The Treasury, through the Internal Revenue Service, and Labor, through the Employee Benefits Security Administration, could conceivably change federal rules on either taxation and or ERISA without congressional action.

Modifications could be as simple as changing EBSA's Interpretative Bulletin 96-1, which details four general "safe harbors," pension-related areas that companies can educate employees about without straying into "investment advice" for which liability would be a concern. The Federal Register notice the two departments issued in conjunction with the RFI alluded to two ERISA Advisory Council reports issued in the past few years that endorsed the updating and expanding of 96-1 to respond to innovations in the financial marketplace as well as the baby boomer generation's move into the de-cumulation phase of their pensions.

Both Phyllis Borzi, assistant secretary at the EBSA, and Mark Iwry, deputy assistant Treasury secretary for retirement and health policy, have spoken publicly about wanting to encourage greater use of lifetime payments as part of pension plans.
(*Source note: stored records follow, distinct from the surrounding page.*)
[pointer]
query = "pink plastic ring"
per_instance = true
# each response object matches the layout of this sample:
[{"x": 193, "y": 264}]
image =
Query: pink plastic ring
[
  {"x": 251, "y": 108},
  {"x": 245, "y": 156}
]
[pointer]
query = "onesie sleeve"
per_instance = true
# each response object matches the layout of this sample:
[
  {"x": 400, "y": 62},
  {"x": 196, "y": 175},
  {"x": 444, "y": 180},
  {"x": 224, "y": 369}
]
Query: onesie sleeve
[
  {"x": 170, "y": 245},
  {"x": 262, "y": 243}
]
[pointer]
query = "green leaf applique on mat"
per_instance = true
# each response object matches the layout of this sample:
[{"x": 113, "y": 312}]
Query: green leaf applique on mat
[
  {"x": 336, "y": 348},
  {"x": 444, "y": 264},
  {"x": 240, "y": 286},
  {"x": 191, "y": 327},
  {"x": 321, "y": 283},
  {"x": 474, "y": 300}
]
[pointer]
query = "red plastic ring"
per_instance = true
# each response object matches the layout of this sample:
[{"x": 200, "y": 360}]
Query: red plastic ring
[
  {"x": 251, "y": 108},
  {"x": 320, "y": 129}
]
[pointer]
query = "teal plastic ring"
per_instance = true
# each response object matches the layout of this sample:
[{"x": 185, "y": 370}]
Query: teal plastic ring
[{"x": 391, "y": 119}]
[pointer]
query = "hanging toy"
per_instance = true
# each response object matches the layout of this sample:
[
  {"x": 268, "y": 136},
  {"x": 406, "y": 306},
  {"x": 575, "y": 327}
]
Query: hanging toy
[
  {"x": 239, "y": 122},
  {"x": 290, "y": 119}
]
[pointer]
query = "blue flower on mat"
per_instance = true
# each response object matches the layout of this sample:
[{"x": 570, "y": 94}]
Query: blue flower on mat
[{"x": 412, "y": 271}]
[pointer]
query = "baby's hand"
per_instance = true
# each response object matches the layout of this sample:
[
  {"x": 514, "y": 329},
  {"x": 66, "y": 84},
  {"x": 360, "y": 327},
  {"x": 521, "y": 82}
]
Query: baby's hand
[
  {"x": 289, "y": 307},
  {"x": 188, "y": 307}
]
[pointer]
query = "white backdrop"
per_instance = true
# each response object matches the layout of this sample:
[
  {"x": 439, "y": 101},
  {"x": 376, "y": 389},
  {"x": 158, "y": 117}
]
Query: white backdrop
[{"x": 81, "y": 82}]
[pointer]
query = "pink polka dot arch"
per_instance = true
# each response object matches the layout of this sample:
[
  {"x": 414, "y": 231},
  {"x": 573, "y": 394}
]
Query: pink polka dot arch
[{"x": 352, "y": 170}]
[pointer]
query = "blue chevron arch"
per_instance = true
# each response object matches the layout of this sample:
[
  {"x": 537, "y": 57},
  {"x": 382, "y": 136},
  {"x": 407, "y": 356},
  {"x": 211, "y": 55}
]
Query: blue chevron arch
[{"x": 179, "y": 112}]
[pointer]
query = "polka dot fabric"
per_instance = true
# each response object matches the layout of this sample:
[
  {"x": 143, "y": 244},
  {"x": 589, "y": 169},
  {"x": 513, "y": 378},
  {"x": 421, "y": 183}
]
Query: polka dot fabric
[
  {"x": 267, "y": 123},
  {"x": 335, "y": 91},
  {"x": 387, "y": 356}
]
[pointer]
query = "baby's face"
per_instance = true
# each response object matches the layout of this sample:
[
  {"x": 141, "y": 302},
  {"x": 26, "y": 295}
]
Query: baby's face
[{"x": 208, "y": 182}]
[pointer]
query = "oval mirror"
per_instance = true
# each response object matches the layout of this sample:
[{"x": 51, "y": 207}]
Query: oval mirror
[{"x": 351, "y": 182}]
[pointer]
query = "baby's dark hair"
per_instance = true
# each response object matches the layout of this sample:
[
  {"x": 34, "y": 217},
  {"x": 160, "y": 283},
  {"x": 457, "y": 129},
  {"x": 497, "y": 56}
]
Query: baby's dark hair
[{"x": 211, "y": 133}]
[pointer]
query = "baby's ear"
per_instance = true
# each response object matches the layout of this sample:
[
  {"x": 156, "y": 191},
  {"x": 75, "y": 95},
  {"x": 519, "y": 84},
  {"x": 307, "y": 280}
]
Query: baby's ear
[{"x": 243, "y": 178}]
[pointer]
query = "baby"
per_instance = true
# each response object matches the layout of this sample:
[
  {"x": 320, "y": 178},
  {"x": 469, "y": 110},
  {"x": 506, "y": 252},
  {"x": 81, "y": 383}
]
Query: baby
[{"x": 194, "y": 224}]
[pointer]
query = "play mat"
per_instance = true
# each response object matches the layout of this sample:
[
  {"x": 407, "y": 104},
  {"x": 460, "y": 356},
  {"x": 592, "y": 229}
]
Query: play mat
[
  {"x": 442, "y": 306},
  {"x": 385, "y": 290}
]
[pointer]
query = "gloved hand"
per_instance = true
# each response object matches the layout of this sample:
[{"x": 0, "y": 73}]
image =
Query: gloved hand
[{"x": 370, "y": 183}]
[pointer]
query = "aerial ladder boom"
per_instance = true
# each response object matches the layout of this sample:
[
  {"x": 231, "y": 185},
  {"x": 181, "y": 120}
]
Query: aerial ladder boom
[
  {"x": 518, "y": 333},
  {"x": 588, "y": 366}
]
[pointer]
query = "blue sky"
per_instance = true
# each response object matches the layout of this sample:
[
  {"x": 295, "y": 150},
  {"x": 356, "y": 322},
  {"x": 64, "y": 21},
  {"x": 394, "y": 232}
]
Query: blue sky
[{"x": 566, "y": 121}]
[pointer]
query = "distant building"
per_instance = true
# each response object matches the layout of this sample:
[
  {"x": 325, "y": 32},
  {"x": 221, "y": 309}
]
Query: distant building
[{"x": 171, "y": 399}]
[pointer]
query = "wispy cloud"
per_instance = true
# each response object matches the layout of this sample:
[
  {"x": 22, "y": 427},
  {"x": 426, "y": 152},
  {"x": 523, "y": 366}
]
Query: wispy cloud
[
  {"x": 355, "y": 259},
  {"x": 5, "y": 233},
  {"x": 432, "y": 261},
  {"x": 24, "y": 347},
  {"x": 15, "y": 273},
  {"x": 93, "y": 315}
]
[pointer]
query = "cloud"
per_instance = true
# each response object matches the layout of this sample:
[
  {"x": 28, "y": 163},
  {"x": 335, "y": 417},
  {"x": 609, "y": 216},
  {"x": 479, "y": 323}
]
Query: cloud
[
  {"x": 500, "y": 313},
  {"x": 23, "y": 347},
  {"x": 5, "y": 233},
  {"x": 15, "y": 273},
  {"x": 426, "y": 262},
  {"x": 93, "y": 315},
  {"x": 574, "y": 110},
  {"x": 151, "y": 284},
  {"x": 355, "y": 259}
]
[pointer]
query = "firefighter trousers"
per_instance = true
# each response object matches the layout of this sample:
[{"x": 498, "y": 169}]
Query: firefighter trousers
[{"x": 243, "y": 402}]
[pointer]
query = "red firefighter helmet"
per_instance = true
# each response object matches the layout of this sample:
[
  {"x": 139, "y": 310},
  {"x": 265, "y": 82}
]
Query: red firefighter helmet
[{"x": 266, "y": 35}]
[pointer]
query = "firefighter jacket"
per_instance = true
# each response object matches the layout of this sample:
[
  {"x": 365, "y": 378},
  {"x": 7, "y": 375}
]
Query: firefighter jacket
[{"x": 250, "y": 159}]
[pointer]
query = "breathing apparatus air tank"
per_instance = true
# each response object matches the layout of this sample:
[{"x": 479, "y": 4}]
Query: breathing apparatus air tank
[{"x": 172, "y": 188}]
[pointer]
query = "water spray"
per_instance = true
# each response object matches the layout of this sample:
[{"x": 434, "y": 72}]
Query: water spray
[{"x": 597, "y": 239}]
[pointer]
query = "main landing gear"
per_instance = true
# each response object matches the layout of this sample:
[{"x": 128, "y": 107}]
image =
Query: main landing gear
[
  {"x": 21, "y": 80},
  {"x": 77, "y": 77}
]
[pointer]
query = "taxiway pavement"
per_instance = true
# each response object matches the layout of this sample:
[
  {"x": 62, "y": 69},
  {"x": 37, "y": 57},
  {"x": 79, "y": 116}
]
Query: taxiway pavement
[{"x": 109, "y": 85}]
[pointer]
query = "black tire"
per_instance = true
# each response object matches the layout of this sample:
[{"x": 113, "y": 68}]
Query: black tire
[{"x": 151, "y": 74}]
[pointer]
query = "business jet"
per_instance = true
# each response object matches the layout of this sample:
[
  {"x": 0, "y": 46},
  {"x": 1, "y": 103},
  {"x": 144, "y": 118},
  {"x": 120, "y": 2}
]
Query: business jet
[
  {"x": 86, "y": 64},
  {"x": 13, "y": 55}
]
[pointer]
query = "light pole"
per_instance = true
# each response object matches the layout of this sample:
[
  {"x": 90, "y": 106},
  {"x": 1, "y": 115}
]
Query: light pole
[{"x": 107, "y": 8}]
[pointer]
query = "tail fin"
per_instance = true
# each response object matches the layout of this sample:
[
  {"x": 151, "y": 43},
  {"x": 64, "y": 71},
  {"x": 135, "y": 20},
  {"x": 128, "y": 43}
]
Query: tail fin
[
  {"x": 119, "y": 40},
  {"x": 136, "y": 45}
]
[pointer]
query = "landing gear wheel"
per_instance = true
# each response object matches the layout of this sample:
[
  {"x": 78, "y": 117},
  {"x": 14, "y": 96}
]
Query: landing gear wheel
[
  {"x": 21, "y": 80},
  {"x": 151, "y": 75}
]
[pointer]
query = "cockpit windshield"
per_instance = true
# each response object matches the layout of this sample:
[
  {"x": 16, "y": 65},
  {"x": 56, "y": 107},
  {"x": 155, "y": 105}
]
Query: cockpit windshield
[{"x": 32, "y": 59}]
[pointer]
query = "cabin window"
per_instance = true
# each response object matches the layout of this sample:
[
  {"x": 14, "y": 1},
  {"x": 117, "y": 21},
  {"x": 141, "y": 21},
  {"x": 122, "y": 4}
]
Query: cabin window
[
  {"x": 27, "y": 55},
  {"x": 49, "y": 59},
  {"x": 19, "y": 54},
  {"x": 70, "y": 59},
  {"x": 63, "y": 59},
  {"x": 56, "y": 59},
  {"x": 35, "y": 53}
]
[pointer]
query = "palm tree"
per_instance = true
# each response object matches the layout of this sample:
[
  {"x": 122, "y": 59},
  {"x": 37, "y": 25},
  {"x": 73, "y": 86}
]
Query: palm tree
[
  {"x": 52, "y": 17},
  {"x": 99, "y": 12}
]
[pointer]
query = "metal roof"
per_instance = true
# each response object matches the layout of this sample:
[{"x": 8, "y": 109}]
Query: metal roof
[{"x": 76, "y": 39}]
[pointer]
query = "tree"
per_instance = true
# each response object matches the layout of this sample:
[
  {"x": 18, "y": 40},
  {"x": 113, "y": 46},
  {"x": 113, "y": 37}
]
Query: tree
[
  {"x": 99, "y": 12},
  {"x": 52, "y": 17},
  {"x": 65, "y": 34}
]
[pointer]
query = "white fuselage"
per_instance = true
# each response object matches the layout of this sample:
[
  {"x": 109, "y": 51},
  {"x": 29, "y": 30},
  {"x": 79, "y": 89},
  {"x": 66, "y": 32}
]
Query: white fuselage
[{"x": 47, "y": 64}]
"They have both told us that bigger changes will require legislation, but that this is the beginning of the process," says Ricard. "The chances of them moving forward on this are very high. The fact [that] you saw them working together on this detailed RFI -- which contained 39 questions -- this early in their tenure showed they are pretty invested in this."

Both Ricard and Robyn Credico, director of the plan-management group in North America for Towers Watson, say companies have included annuities in pension-plan offerings in the past, but that take-up has been minimal, and for a number of reasons. Those include the often-confusing nature of the policies, their cost, difficulty of comparing products and concern that a policy holder might die soon after buying an annuity, and the more recent concern, buoyed by the AIG headlines, that insurance companies could fold, making any annuities worthless.

Beyond those concerns, adds Credico, companies that listed annuities in their plan documents either didn't know how to deliver them or else had a hard time finding a provider. "Now we all decide that it is a good idea to put annuities back in pension plans," she says, chuckling. "It is like fashion, where the lengths of hemlines change."

Credico does note, however, that insurance companies have reworked their annuity offerings to respond to some employer/employee concerns. For example, some policies offer death benefits. In fact, MetLife and Prudential, among the major annuity providers to employers, have -- over the past half-decade -- offered a number of new annuity products with various wrinkles.

Strakosch points out that, when 401(k) plans became popular a few decades ago, some plan participants were confused about the differences in equity classes and how mutual funds work. She says the confusion about annuities is at that same point, and will be erased as companies and industries do a better job of educating and communicating with employees.